O Índice de Confiança do Empresário do Comércio (ICEC) de Maceió registrou 128,7 pontos em dezembro, confirmando um cenário de estabilidade com expectativa pela retomada econômica, que se estende desde setembro, quando marcou 129,3 pontos. Na comparação com o mesmo mês de 2020, em período anterior à chegada do primeiro lote de vacinas contra a Covid-19, e, portanto, de mais incerteza quanto às consequências da pandemia, nota-se uma elevação de 11%, frente aos 115,9 pontos, divulgados à época.
Ainda de acordo com o levantamento, que é elaborado pelo Instituto Fecomércio Alagoas, em parceria com a Confederação Nacional do Comércio de Bens, Serviços e Turismo (CNC), em maio, o índice chegou a ficar abaixo dos 100 pontos. Contudo, nos meses seguintes, com o avanço da vacinação e o abrandamento das restrições de funcionamento das lojas, foi registrado, de maio a dezembro, um aumento de 30% no nível de confiança do empresário.

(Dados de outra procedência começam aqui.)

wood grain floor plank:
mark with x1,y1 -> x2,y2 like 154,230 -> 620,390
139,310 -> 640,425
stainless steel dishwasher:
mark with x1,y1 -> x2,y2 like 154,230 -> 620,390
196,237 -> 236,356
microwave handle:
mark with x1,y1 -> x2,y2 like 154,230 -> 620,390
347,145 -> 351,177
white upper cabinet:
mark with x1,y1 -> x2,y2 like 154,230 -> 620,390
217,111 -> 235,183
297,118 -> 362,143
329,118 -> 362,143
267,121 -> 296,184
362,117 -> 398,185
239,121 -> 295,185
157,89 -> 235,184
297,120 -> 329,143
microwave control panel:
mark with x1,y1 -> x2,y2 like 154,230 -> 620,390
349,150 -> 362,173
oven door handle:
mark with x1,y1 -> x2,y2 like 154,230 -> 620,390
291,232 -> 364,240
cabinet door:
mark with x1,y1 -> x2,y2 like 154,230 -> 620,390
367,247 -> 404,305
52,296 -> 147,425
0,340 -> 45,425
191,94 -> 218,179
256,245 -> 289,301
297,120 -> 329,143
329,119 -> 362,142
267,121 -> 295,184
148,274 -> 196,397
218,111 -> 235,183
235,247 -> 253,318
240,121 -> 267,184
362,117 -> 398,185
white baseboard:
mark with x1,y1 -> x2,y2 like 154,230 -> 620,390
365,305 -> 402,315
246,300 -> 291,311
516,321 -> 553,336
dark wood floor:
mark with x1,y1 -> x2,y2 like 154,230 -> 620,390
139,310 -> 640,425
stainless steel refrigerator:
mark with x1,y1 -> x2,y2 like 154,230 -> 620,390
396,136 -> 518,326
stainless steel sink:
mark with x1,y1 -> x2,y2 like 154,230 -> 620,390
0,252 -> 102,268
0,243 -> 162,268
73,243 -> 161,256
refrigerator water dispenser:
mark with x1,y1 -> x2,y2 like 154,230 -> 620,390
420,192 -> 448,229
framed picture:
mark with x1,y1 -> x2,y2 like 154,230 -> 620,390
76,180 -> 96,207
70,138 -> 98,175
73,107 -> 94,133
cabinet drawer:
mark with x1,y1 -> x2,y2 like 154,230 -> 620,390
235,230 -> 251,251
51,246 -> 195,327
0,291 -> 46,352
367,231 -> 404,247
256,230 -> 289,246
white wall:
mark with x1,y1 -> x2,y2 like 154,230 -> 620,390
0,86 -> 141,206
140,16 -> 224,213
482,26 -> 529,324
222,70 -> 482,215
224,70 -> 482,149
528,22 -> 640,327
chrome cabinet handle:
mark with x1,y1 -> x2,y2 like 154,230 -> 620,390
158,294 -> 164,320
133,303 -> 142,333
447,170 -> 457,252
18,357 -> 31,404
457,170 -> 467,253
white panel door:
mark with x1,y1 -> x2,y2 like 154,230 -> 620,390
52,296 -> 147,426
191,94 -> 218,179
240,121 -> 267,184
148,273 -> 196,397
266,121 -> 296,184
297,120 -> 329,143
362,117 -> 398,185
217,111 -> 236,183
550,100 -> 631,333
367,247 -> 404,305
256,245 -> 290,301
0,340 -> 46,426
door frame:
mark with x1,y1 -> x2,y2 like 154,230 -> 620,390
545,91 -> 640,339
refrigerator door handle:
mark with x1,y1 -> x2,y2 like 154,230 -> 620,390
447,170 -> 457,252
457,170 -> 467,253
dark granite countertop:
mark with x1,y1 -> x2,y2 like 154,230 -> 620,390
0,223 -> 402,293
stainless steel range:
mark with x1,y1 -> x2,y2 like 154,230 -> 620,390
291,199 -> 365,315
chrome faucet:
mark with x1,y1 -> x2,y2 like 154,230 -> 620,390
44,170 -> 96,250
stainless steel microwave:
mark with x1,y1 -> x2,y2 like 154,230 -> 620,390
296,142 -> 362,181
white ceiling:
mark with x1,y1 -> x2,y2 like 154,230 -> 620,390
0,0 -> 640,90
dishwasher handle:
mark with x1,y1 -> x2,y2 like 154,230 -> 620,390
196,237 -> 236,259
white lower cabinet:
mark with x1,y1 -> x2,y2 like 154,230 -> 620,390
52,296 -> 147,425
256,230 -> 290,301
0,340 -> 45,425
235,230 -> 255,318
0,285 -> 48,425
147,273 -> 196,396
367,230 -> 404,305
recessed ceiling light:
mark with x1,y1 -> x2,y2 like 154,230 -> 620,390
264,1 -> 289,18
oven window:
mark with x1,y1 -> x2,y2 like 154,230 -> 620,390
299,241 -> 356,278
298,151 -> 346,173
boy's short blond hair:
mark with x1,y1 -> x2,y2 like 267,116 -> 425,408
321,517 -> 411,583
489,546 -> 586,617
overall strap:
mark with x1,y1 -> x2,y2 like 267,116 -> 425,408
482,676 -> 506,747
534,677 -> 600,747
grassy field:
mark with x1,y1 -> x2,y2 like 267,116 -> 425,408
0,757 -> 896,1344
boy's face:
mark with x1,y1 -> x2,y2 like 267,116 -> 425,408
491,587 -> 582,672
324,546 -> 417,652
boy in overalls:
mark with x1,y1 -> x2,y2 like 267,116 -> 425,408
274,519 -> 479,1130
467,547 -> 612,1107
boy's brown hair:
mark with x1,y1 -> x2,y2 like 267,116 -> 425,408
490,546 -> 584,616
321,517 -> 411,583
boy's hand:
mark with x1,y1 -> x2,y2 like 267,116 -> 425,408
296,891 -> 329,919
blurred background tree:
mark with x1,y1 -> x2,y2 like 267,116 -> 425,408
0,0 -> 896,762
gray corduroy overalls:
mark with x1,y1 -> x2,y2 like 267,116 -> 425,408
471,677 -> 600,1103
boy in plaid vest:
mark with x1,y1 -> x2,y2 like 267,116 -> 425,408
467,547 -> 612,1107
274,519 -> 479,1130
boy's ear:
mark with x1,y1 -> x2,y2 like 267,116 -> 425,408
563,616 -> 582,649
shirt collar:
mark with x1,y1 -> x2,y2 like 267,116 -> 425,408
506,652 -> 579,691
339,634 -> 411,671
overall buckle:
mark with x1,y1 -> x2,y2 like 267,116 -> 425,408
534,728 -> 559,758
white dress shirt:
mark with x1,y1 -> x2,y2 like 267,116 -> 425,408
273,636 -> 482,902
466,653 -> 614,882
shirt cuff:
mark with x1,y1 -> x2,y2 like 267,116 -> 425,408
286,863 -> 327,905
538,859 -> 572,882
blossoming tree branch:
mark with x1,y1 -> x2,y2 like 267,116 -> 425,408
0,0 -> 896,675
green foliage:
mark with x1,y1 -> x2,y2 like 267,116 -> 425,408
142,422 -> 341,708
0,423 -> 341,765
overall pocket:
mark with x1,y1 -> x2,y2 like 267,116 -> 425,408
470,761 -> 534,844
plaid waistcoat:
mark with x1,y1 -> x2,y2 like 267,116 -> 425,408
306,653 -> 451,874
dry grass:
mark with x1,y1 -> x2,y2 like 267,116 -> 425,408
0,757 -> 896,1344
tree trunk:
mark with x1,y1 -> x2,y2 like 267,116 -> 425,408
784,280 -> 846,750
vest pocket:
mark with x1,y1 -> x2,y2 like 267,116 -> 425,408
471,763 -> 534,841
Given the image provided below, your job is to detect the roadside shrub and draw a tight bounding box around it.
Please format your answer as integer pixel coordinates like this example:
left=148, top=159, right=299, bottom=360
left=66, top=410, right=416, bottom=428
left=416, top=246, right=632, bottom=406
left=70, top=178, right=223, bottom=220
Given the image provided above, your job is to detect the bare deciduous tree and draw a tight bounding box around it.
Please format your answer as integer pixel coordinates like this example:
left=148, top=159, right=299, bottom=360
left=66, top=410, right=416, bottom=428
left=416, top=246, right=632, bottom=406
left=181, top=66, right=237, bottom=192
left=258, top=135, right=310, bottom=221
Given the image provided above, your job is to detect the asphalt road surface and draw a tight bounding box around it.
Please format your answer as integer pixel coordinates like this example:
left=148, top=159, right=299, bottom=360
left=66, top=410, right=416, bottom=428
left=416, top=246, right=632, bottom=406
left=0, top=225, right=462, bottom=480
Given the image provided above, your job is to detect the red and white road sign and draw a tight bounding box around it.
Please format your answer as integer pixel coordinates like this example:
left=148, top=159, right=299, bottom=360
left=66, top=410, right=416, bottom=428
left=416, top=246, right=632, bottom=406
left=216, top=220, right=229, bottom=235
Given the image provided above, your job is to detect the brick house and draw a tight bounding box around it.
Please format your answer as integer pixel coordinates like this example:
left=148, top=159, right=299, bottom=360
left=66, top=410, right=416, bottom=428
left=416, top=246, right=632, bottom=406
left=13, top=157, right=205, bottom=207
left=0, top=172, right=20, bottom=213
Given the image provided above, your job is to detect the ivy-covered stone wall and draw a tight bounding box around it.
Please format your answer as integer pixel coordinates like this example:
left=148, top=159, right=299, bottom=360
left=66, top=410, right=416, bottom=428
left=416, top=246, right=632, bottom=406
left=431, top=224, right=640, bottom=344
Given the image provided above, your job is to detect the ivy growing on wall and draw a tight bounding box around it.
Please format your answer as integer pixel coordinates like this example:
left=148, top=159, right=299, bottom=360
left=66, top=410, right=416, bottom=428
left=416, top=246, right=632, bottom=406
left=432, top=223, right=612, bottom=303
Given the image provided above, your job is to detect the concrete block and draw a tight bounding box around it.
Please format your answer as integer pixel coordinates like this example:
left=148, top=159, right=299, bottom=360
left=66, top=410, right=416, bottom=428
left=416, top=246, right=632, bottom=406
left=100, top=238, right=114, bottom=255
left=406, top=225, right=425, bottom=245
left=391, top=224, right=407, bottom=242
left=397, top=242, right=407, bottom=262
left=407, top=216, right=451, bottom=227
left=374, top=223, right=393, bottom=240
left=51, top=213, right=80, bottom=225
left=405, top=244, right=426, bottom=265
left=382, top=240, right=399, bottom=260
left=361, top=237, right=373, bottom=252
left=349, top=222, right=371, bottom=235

Para o assessor econômico da Federação do Comércio de Bens, Serviços e Turismo do Estado de Alagoas (Fecomércio AL), Victor Hortencio, além da perspectiva de avanço no combate à Covid-19, outros aspectos que favoreceram a chegada ao patamar de otimismo apresentado no último mês do ano foram as promoções da época natalina e a Black Friday de novembro, somadas à alta temporada de turismo na capital alagoana e ao incremento na renda do maceioense, possibilitado pelo 13º salário.
Dentre os subíndices, Hortencio chamou a atenção para Intenções de Investimento, que teve uma variação positiva de 3,1%. “Esse resultado pode sinalizar um abastecimento, tendo em vista o período de final de ano e o comum aumento do quadro de funcionários (entre temporários e efetivos) e outros investimentos voltados para reformas de lojas e aumento e renovação de estoques”, observou.
Contudo, o assessor econômico ressalta que dois dos subíndices do ICEC de dezembro apresentaram variação negativa mensal. Em Expectativas do Empresário do Comércio foi registrada uma queda de 0,8%, o que, segundo Hortencio, ainda pode ser considerado como um quadro de estabilidade. Mas em Condições Atuais do Empresário do Comércio a queda foi de 2%. “Uma justificativa para isso é a conjuntura nacional de juros altos, com inflação acumulada de dois dígitos, a 10,06%, e altas taxas de desemprego e informalidade”, explicou.